Bu tarihten itibaren 1915 yılına kadar Türk yurdu olarak kalan bu saha, 1915 yılında Rusların işgaline uğramıştır. Meydana gelen Tortum, Oltu ve Narman savaşları ile, 21 Ocak 1916’da Tortum’u ele geçirmişlerdir. Erzurum’un kurtarılmasından (12 Mart 1918), 9 gün sonra Tortum Rus işgalinden kurtulmuştur. Cumhuriyet Devrine kadar sancak merkezi olarak, Erzurum Beylerbeyliğine bağlı kalan Tortum, 1924 yılında (20 Nisan 1924 Tarih, 491 Sayılı Teşkilat-ı Esasiye Kanun 89. Maddesine göre ) ilçe yönetim merkezi olmuştur.

Birinci Dünya Savaşı ile Ermenilerin işgaline maruz kalan Tortum ve çevresi Kurtuluş Savaşı ile Ermenilerden temizlenmiş ve tamamen bir Türk yurdu haline gelmiştir.

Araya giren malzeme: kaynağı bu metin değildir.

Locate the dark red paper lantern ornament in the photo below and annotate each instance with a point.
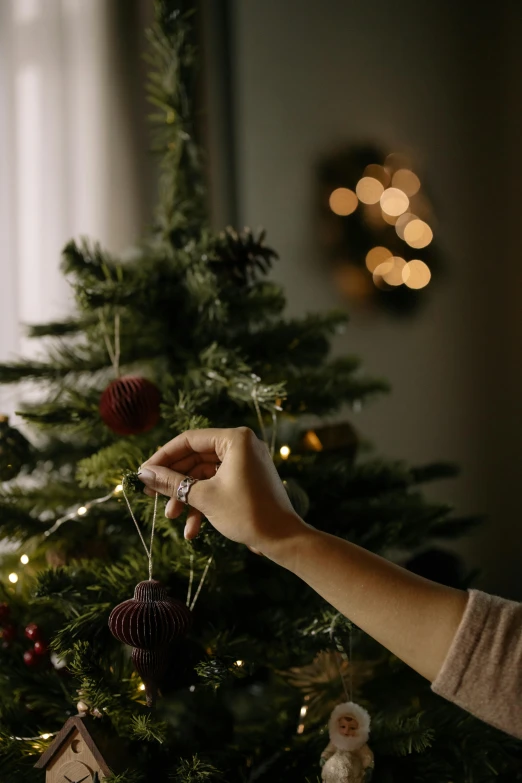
(32, 631)
(130, 405)
(149, 623)
(30, 658)
(40, 647)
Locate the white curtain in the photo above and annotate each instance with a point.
(67, 163)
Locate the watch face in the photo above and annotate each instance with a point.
(75, 772)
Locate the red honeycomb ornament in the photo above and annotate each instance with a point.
(149, 623)
(130, 405)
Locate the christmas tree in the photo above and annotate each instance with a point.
(191, 333)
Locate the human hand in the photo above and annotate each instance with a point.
(238, 488)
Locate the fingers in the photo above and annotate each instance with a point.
(166, 482)
(208, 441)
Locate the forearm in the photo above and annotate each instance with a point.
(412, 617)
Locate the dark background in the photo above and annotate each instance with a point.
(443, 81)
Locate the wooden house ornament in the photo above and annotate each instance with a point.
(74, 756)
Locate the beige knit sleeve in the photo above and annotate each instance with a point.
(483, 669)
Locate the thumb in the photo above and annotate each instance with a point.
(166, 482)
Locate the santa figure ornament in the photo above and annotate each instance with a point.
(347, 758)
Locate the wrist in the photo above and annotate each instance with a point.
(287, 549)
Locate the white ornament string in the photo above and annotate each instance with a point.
(148, 549)
(274, 433)
(339, 650)
(113, 351)
(191, 579)
(259, 415)
(201, 582)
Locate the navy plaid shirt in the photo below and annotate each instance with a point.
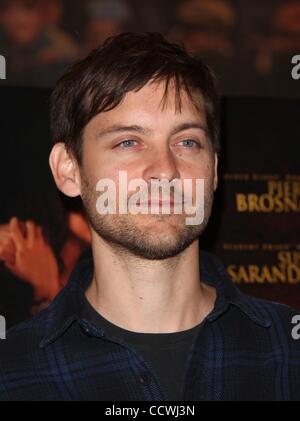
(244, 351)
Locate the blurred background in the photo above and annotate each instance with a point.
(249, 43)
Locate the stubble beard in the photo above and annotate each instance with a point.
(160, 237)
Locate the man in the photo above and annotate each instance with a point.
(141, 319)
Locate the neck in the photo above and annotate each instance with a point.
(149, 296)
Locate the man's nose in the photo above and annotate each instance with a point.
(162, 164)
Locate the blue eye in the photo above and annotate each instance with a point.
(190, 143)
(127, 143)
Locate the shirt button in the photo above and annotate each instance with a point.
(145, 379)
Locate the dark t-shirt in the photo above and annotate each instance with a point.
(166, 353)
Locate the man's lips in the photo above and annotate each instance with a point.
(160, 203)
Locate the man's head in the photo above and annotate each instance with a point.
(142, 105)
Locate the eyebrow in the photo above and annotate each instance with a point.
(118, 128)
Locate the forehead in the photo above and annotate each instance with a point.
(154, 103)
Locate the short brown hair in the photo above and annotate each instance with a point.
(124, 63)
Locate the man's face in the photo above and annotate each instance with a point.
(148, 141)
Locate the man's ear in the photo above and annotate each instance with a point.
(216, 172)
(65, 170)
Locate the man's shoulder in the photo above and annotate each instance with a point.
(283, 320)
(23, 340)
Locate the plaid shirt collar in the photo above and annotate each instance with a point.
(66, 307)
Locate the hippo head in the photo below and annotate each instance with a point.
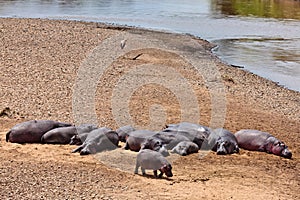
(75, 140)
(156, 145)
(167, 169)
(163, 150)
(225, 147)
(180, 149)
(90, 148)
(281, 149)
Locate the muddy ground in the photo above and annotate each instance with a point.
(39, 65)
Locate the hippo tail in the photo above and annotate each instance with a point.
(42, 140)
(7, 136)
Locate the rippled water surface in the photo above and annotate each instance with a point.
(262, 36)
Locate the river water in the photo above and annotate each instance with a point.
(261, 36)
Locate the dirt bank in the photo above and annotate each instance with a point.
(39, 65)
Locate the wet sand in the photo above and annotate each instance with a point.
(39, 64)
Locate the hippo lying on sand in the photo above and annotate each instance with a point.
(149, 159)
(185, 148)
(194, 132)
(223, 142)
(63, 135)
(124, 131)
(98, 140)
(78, 139)
(143, 139)
(255, 140)
(32, 131)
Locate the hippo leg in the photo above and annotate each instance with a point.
(126, 147)
(160, 174)
(236, 149)
(77, 149)
(143, 171)
(136, 171)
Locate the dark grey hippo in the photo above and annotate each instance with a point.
(142, 139)
(124, 131)
(135, 139)
(153, 160)
(78, 139)
(185, 148)
(255, 140)
(32, 131)
(170, 139)
(195, 132)
(223, 142)
(98, 140)
(63, 135)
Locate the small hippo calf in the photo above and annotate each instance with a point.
(255, 140)
(185, 148)
(153, 160)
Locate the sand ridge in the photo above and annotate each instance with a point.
(39, 62)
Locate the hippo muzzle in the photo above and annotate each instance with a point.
(163, 151)
(286, 153)
(221, 150)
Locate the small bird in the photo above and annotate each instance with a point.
(123, 43)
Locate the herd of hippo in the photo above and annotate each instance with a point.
(183, 138)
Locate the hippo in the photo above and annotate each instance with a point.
(255, 140)
(170, 139)
(32, 131)
(142, 139)
(223, 142)
(135, 139)
(195, 132)
(124, 131)
(78, 139)
(185, 148)
(149, 159)
(63, 135)
(98, 140)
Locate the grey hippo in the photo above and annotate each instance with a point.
(98, 140)
(153, 160)
(255, 140)
(63, 135)
(195, 132)
(143, 139)
(32, 131)
(223, 142)
(124, 131)
(185, 148)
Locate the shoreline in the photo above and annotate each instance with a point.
(116, 26)
(38, 70)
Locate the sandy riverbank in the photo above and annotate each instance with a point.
(39, 64)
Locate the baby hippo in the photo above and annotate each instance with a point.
(149, 159)
(255, 140)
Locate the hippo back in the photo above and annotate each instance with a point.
(32, 131)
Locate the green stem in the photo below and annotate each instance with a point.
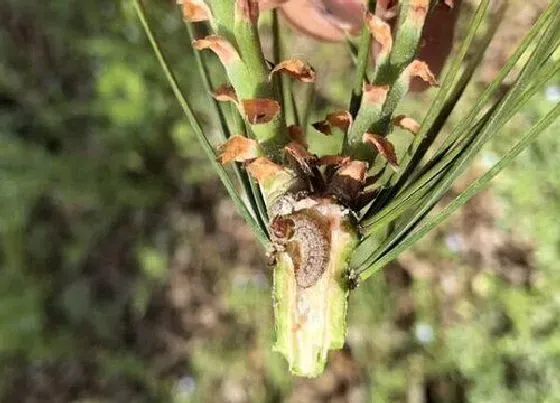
(361, 66)
(206, 146)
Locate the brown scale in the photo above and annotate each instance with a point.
(306, 237)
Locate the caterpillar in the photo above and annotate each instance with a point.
(305, 235)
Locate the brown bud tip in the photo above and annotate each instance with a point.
(260, 110)
(225, 93)
(384, 147)
(375, 94)
(295, 68)
(219, 45)
(381, 32)
(333, 160)
(406, 123)
(418, 9)
(195, 11)
(421, 70)
(262, 169)
(239, 149)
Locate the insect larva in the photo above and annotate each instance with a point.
(307, 239)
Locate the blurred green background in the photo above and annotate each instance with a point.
(126, 275)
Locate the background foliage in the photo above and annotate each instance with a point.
(125, 275)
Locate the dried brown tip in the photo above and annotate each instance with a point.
(295, 68)
(195, 10)
(418, 9)
(381, 32)
(239, 149)
(406, 123)
(421, 70)
(225, 93)
(247, 10)
(333, 160)
(219, 45)
(297, 135)
(384, 147)
(374, 94)
(262, 169)
(260, 110)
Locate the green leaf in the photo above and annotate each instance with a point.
(466, 195)
(197, 129)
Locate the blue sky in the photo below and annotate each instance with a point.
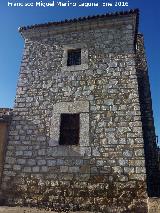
(11, 43)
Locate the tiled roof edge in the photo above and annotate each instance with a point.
(121, 13)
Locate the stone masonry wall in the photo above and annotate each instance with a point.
(106, 171)
(150, 142)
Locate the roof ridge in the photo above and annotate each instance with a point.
(132, 11)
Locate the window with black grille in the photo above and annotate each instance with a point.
(74, 57)
(69, 129)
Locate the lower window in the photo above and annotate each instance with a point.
(69, 129)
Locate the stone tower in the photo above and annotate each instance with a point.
(77, 136)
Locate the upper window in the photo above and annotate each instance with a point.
(69, 129)
(74, 57)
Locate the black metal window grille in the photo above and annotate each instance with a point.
(69, 129)
(74, 57)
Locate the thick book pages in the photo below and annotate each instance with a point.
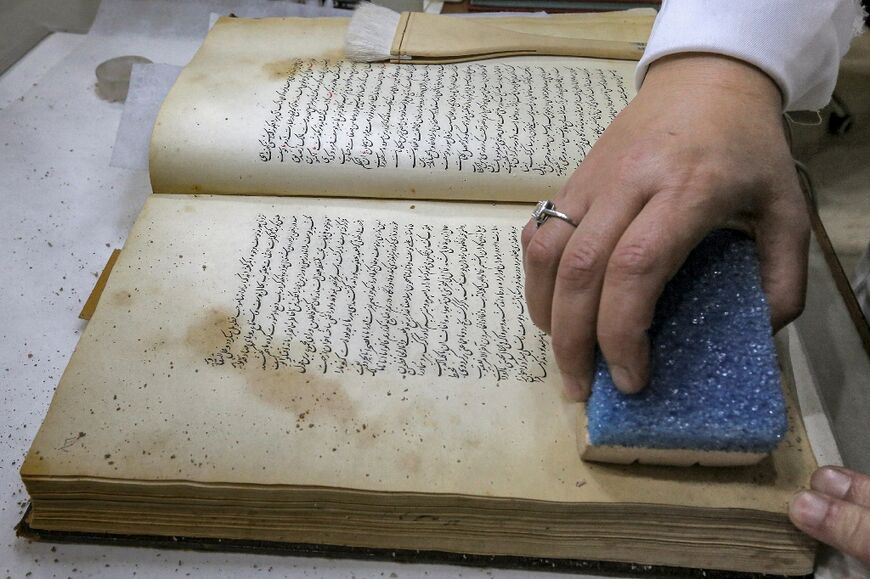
(362, 373)
(268, 107)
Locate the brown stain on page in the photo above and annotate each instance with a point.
(280, 69)
(307, 396)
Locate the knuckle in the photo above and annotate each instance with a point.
(632, 260)
(849, 526)
(581, 265)
(527, 234)
(541, 252)
(566, 351)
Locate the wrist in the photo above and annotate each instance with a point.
(699, 73)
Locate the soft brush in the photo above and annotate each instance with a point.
(379, 34)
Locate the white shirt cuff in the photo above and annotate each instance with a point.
(798, 43)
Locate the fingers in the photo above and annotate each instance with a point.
(842, 483)
(783, 237)
(578, 288)
(542, 250)
(647, 255)
(841, 519)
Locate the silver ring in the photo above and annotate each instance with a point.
(546, 209)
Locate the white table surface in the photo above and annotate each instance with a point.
(62, 209)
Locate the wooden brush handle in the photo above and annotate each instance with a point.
(435, 38)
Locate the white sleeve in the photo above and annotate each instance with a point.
(798, 43)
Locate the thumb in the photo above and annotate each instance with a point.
(782, 237)
(843, 524)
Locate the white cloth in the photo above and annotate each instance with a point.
(798, 43)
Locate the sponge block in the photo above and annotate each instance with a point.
(714, 395)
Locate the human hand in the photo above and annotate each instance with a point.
(701, 147)
(836, 511)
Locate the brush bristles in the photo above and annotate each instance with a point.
(370, 33)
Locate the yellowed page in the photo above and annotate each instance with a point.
(269, 107)
(360, 344)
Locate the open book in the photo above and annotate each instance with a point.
(316, 332)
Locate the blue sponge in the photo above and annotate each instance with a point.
(715, 384)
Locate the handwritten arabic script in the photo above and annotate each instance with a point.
(337, 295)
(481, 118)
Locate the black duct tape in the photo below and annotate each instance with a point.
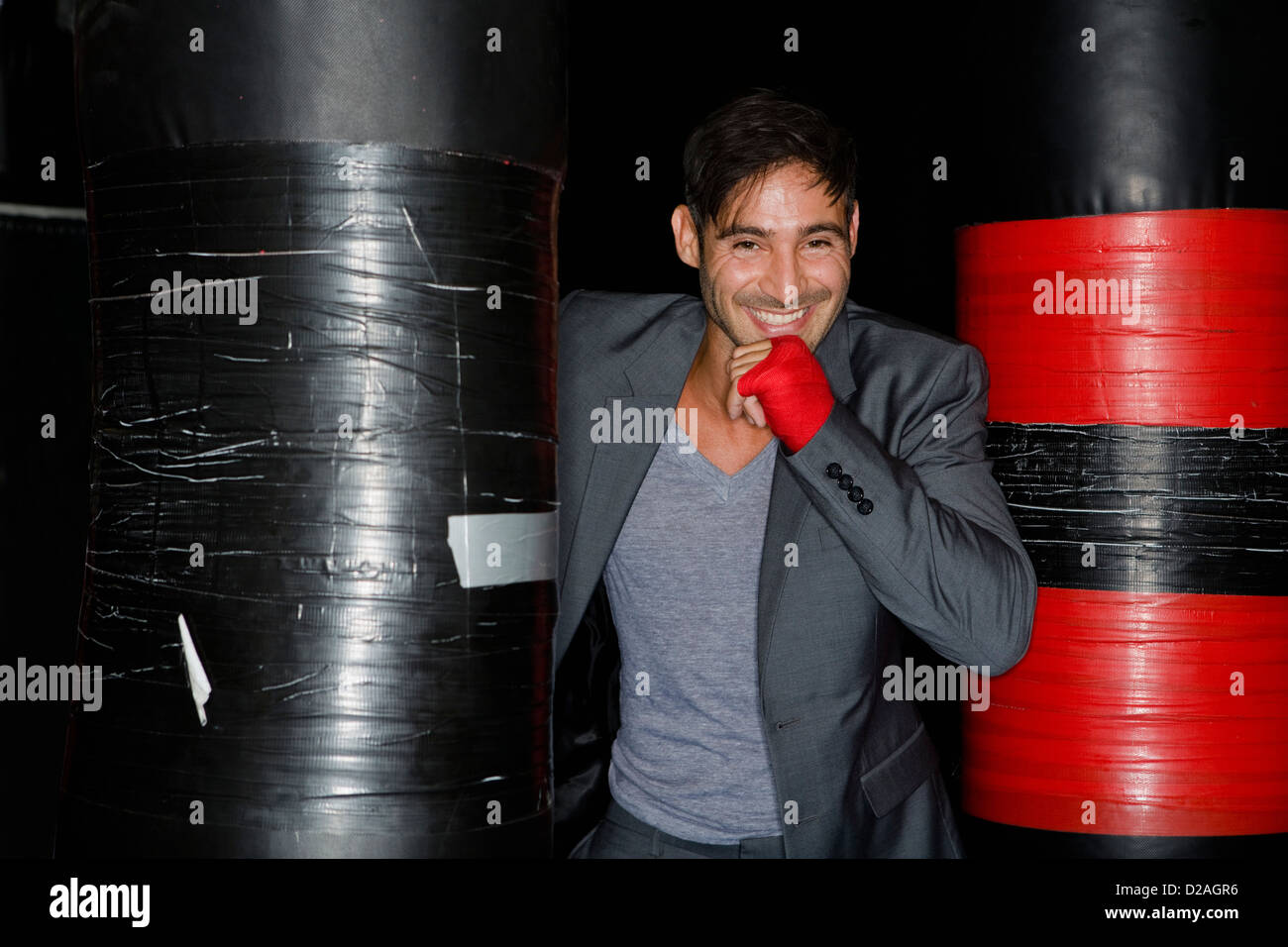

Günümüze kadar da Türkiye Cumhuriyeti Devletinin ilçe merkezi olarak tarihi yaşamını sürdürmektedir.

Araştırma sahası olan Bağbaşı ve Serdarlı’nın tarihi ile ilgili detaylı çalışma olmadığından bu kısımda yönetim olarak bağlı bulunduğu Tortum ilçesinin tarihi hakkında bilgiler sunmaya çalışıldı. Araştırma sahasının Osmanlı devletindeki durumuyla ilgili rastlanılan kısa bir döneminden, burada bahsetmek faydalı olacaktır. 26 Eylül 1549’da Tortum’da Haho/ Bağbaşı köyünde bulunan Gürcü beylerinden Rad Bey’e ait olan Radik Kalesi, fethedilerek içerisine muhafızlar konuldu. 9 Ramazan/ 1 Ekim tarihinde Ödik Kalesi ve bu civarda bulunan Sosonik Kalesi fethedildi. 1555 tarihli Tapu-Tahrir Defterin’de Tortum Sancağı’nın Tortum, Haho, Liskav, Ahcirik ve işhan olmak üzere beş nahiyesi bulunmaktaydı. Haho nahiyesi (bugünkü Bağbaşı) Tortum Sancağı’nın en büyük nahiyelerindendi. 1557’de kendine bağlı 23 köy, 1572’de 11 köy bulunuyordu. 1557’de Haho’da 1 kethuda, 1 Gürcü olmak üzere 43 hane ve 21 mücerredden ibaret toplam 64 nefer vardı. Haho köyünün başlıca mahsülleri buğday, arpa, darı, bostan, keten, ot olup 6 adet değirmen vardı. Köyde aynı zamanda çok miktarda üzüm, meyve ve ceviz üretilmekteydi. 1642 tarihli avarız defterine göre, Haho köyünde 15 müslüman hane ve 23 gayr-i müslim hane olmak üzere toplam 38 hane ikamet etmekteydi. 1835 yılı nüfus yoklama defterine göre Haho köyünde gayr-i müslim nüfusa rastlanılmamıştır. Diğer araştırma sahası olan Serdarlı ise o dönemde Ödik ismi ile kayıtlarda yer almaktadır ve o 1572 tarihli defterlere göre Haho

85

Nahiyesine bağlı bir köy durumundaydı. Yıllık geliri 43.000 akçe ile Tortum sancağındaki köyler içerisinde geliri en yüksek olan köy idi. Köyün başlıca mahsülleri buğday, arpa, darı, bostan, keten ve ot olup üzüm, meyve ve ceviz üretimide yapılmaktaydı ve 13 adet değirmene sahipti. Yine 1557 yılı Tortum Sancağının iktisadi hayat ve toprak idaresinde Haho nahiyesinin sancak içerisinde oldukça önemli bir yerde olduğu grülmektedir. Öyleki sancağın üretim bakımından en verimli toprakları bu nahiyede bulunmaktadır. 23 köyü bulunan nahiye buğday, arpa, bostan ürünleri, ceviz, üzüm, keten ve meyve üretiminde sancaktaki nahiyeler arasında ilk sırada yer almakta idi. Haho nahiyesinde en fazla buğday ve arpanın üretildiği köy Ödik, en fazla üzüm ve meyve ise Haho köyünde üretilmiştir (İnbaşı, 2008).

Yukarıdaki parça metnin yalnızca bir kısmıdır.